I have numerous postings regarding additional insured status because it is such a vital component of risk management on construction projects. (See here and here for example.) Just because you are an additional insured under a primary insured’s CGL policy, however, doesn’t mean you are automatically an insured under that policy. If a general contractor is an additional insured under a subcontractor’s CGL policy, this means the general contractor is an additional insured for claims arising out of the negligence of the (primary insured) subcontractor.
CGL policies contain an additional insured endorsement. The additional insured endorsement may say something to the effect that the additional insured is only an additional insured with respect to liability directly attributable to the primary insured’s performance.
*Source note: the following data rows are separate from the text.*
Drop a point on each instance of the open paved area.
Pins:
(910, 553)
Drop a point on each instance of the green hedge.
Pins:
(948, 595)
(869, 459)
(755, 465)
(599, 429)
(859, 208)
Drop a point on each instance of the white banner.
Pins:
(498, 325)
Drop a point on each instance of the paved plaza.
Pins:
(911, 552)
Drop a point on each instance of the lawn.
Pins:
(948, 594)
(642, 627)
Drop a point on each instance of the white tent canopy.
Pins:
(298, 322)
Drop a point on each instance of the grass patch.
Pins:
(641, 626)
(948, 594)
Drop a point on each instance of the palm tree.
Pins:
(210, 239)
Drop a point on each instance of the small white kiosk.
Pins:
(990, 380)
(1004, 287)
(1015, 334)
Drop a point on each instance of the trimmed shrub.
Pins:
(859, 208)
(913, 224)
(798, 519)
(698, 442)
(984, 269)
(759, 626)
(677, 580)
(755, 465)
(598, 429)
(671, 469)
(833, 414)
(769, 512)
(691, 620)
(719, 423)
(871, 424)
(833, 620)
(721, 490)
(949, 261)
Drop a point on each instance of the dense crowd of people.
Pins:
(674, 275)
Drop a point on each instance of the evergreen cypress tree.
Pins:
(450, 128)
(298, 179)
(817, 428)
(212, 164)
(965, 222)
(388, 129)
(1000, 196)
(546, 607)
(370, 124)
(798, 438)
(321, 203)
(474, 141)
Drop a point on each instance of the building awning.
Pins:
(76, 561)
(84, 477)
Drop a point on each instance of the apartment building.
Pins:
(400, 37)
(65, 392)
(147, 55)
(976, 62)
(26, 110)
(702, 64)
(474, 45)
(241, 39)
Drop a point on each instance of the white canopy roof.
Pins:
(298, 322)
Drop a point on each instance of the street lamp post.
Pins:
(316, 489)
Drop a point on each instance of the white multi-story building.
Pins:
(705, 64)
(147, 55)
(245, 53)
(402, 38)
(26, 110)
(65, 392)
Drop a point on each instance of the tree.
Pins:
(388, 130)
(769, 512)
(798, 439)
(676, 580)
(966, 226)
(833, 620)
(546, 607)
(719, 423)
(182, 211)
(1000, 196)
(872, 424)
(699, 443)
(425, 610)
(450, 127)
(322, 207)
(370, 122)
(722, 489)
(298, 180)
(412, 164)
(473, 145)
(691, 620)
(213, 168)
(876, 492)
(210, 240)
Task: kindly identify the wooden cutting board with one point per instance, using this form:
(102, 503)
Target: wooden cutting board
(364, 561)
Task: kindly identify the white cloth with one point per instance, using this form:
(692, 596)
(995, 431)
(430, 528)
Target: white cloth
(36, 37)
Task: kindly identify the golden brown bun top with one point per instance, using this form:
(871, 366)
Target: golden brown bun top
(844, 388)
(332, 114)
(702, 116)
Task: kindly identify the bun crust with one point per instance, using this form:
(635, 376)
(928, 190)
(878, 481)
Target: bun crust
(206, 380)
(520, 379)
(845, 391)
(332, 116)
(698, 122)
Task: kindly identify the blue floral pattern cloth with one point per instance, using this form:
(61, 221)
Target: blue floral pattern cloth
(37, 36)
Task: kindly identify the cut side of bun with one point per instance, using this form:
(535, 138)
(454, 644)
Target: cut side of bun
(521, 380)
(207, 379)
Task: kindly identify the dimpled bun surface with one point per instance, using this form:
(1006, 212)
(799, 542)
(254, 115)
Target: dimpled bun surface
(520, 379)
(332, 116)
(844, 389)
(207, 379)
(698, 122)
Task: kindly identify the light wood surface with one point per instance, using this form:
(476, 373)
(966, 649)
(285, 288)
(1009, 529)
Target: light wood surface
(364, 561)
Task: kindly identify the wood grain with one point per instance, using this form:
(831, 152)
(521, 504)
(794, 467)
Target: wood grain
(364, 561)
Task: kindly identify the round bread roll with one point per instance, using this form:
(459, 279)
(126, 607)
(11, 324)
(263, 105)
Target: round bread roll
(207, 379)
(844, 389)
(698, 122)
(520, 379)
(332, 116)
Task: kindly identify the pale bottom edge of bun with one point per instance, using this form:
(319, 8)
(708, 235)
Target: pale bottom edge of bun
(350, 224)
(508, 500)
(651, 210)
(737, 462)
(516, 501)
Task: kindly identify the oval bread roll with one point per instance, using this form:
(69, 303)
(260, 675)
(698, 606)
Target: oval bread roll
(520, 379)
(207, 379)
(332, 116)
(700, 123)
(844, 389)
For instance, a condominium hired a general contractor and the general contractor named the association as an additional insured under its CGL policy. A unit owner hurt herself during the general contractor’s work. The unit owner sued the association and the general contractor. As it pertains to the association, the unit owner argued that the association was negligent in hiring the general contractor. The association tendered the defense to the general contractor’s CGL insurer as an additional insured under the policy but the CGL insurer denied a defense. The association then sued the general contractor’s CGL insurer. However, the court held that the association did not qualify as an additional insured because the association was not being sued for negligence directly attributable to the general contractor’s work, but was instead, being sued for the negligence of the association in hiring the general contractor.
Remember, being an additional insured pertains to the negligence or actions of the primary insured. Additional insured status comes into play if there are claims asserted against you attributable to the negligence of the primary insured (for which you are an additional insured under that policy).